Your face scared him off.”

“Ironically, I’m the least strange-looking of the two of us, so it was definitely your face.”

“Never mind that, look, Suguru, that was a person, which means there are people, which means there’s food. Maybe even coffee. So try to be nice and not scary, and I’ll do the same, and some nice old granny will probably want to feed us up!” Satoru rubs his hands together cheerfully.

They’re just monkeys, we should just take what we want, Suguru doesn’t say, and not just because of his detente with Satoru. He doesn’t know that they’re monkeys; that man could well have fled from the strength if his and Satoru’s cursed energy, and not their appearance. There are literal monsters out there; it would make sense the people who live here, peasant or not, would be sorcerers. Or at least sensitive to power.

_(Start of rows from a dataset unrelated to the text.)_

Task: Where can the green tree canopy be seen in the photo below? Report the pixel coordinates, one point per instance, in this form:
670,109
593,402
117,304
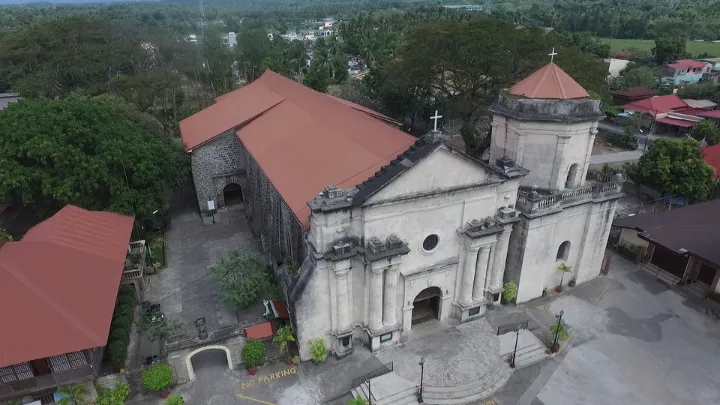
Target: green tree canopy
669,48
99,154
675,167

As it turns out, his first assumption—monkeys—was correct. They are waiting with literal torches and pitchforks when he and Satoru arrive, and he has no qualms about the little curse he leaves behind (they aren’t worth waster anything big on) before Satoru sticks out his tongue and teleports them away.

“Leaving that curse was rude,” Satoru says, even as he hands Suguru a purloined loaf of bread.

“And stealing isn’t?”

“They waved pitchforks at us, Suguru! And torches!”

“My point exactly! I didn’t even kill any of them, you should be pleased.”

Satoru reaches out and pats him on the shoulder.

“Good job reigning in your homocidal impulses,” he says. Suguru is positive that he is being mocked. Affectionately, but mocked.

“Fuck you,” he says.

“Not in the middle monster-ridden nowhere, thanks.”

Abruptly, they both start laughing. Again. It feels good; Suguru has missed him, missed this easy rapport. Even if it’s only a rickety rope bridge over the gap between them right now… It’s nice.

…turns out Euro-monkey peasant bread is pretty nice too, when you’ve had as little as they have in the last few days.